Light-touch governance is harder to design than either pure centralization or pure autonomy. It requires small, skilled central teams and domain teams that take ownership seriously. But it’s the only model I’ve seen that works at scale in regulated industries where autonomy and control must coexist. The financial services example—retail banking and wealth management moving fast while meeting regulatory requirements—only works if the governance layer stays thin and focused on protocol, not implementation.

Frequently Asked Questions About Data Mesh and Data Governance

What’s the difference between data mesh governance and traditional enterprise data governance?

Traditional governance centralizes decision-making and control. Data mesh governance decentralizes implementation but centralizes protocol—the rules that enable domains to interoperate. The difference is subtle but critical: traditional governance says “the central team approves your schema”; mesh governance says “your schema must follow this metadata standard.”

Can a domain ignore central governance if it’s implementing mesh?

No. Domains own implementation, but they’re accountable to central protocols. If you declare a data product but don’t register it in the metadata registry, it’s not visible to consumers and auditors. If you handle PII but don’t implement the central compliance specification, you’re in breach. The difference is that compliance is verified through attestation and audit, not pre-approval.

Who should run the central governance function in a mesh?

A small team of 5–8 people, reporting to the Chief Data Officer or Chief Information Officer. They should include at least one person with compliance background, one with metadata/integration experience, and one with audit or internal control experience. They should not include domain architects—that’s a conflict of interest.

How do you prevent domains from implementing conflicting lineage standards?

By publishing a lineage event schema before domains build integrations. The schema specifies what fields are mandatory (source dataset, target dataset, transformation logic, owner, timestamp) and what optional fields domains can add. Domains then emit events that conform to this schema. The central team operates the event stream; it does not interpret or approve the events.
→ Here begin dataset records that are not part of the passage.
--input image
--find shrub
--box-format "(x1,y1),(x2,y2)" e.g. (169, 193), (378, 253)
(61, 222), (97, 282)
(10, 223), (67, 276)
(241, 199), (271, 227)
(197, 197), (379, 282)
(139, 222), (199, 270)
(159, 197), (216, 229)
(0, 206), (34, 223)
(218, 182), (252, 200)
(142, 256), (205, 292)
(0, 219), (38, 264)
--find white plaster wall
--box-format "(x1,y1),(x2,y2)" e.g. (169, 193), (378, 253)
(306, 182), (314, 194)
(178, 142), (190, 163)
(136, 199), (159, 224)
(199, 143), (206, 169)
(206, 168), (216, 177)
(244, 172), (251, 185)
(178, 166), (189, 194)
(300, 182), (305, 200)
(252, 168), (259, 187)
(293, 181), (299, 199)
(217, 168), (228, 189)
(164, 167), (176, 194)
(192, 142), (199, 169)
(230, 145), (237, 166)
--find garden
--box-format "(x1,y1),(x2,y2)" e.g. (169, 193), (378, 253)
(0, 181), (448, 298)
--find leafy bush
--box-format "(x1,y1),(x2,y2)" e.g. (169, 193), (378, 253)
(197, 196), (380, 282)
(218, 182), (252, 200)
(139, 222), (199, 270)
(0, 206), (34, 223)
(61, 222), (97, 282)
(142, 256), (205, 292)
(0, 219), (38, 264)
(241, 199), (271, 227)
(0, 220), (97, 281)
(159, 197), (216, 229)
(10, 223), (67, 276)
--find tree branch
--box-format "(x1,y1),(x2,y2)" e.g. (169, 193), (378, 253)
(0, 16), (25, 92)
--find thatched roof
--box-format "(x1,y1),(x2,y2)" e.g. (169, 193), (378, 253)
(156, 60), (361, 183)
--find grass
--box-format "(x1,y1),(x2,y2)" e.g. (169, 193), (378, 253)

What happens if a domain wants to change a data product that other domains consume?

The domain publishes the change as a metadata event. Consuming domains get notified via the event stream. The consuming domain assesses impact and may request an extension period if they need time to adapt. But the producing domain is not blocked by a change committee. If the change is truly breaking and impacts multiple domains, the cCDO may escalate to a data leadership forum, but that’s for visibility, not approval.

Is light-touch governance just decentralization without accountability?

The opposite. It distributes accountability clearly: each domain is accountable for its data product quality, metadata accuracy, and compliance posture. Central governance is accountable for maintaining protocol standards, auditing adherence, and resolving cross-domain disputes. Accountability is clearer because responsibility is explicit at each level.

How do you scale light-touch governance as the organization grows?

By maintaining the ratio of central governance to domains at roughly 1:50–1:100. If you grow to 200 data products, you add one or two people to the central team—not five. You don’t add process; you add tooling and automation (metadata scanning, automated audit report generation, compliance checklist templates).

What’s the biggest risk of light-touch governance?

Assuming “light-touch” means “hands-off.” Organizations that adopt mesh governance and then starve the central function of resources end up with chaotic metadata, unmapped lineage, and compliance gaps. The central function needs to be small, but it needs to be expert and well-funded. Underfunding it is more expensive than centralized governance because the cost is paid in remediation, not prevention.